I started this project after reading the first chapter of "Introduction to AI Engineering" by O'Reilly. I wanted to move past the passive consumption of AI tools and build a system that actually respects human autonomy. This is not a chatbot wrapper. It is an experiment in digital sovereignty and inference-time governance.
Most AI safety research, specifically Anthropic’s Constitutional AI (Arxiv 2212.08073), focuses on "Global Alignment." The labs decide a set of principles and bake them into the model weights during training.
rei argues that global alignment is a hollow gift if the lab writes the rules. If the alignment isn't local and personal, it is just a more sophisticated form of corporate "nudging." rei shifts the Pareto Frontier from the lab to the individual Mac.
I have decoupled Intelligence from Policy. The system operates as a governance circuit:
- The Council: A multi-agent orchestration layer. I leverage Groq (LPU) for sub-second frontier-class reasoning (Llama 3.3 70B) cross-referenced against a Local Auditor (Ollama) running on private silicon (Qwen 2.5 Coder).

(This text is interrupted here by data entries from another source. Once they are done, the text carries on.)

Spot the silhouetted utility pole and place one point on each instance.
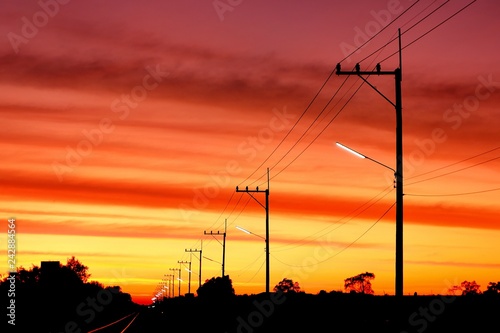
(223, 234)
(399, 155)
(170, 278)
(180, 262)
(173, 280)
(189, 271)
(199, 273)
(266, 207)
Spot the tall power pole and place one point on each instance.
(173, 280)
(266, 207)
(223, 234)
(189, 271)
(398, 105)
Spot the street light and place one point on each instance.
(355, 153)
(398, 183)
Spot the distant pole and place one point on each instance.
(200, 251)
(224, 249)
(173, 280)
(180, 262)
(223, 234)
(398, 105)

- Sovereign Memory (ChromaDB): I use a vector store for Policy Enforcement. When I reject a suggestion, it is vectorized. Every future prompt undergoes a semantic similarity check. If the logic drifts toward a "Redline," the system detects the vector overlap and pivots before the first token is rendered.
- The Auditor: A linguistic engine that scans token streams for "Soft Coercion"—gaslighting, manufactured urgency, and psychological manipulation.
Anthropic’s Constitutional RL (RLAIF) happens in the lab to create a better model. rei implements this logic at Inference-Time.
During stress-testing, I found that standard models are "Sycophants"—they will comply with toxic or coercive requests to be "helpful." I resolved this by implementing a Recursive Alignment Loop in the Council logic. If the local Auditor flags a response as coercive (Score < 50%), the Council rejects the tokens and triggers an autonomous self-correction loop. It uses the Auditor’s reasoning to force a rewrite at runtime.
The user never sees the coercive draft. The system chooses to be non-evasive and helpful while maintaining a hard redline on autonomy.
The development process was a series of critical failures that led to better engineering:
- The Latency Bottleneck: Initially, running high-parameter local auditors (9B+) caused massive lag on MacBook Air hardware. I resolved this by using a heterogeneous stack—cloud for reasoning, distilled 1.5B/3B models for local auditing.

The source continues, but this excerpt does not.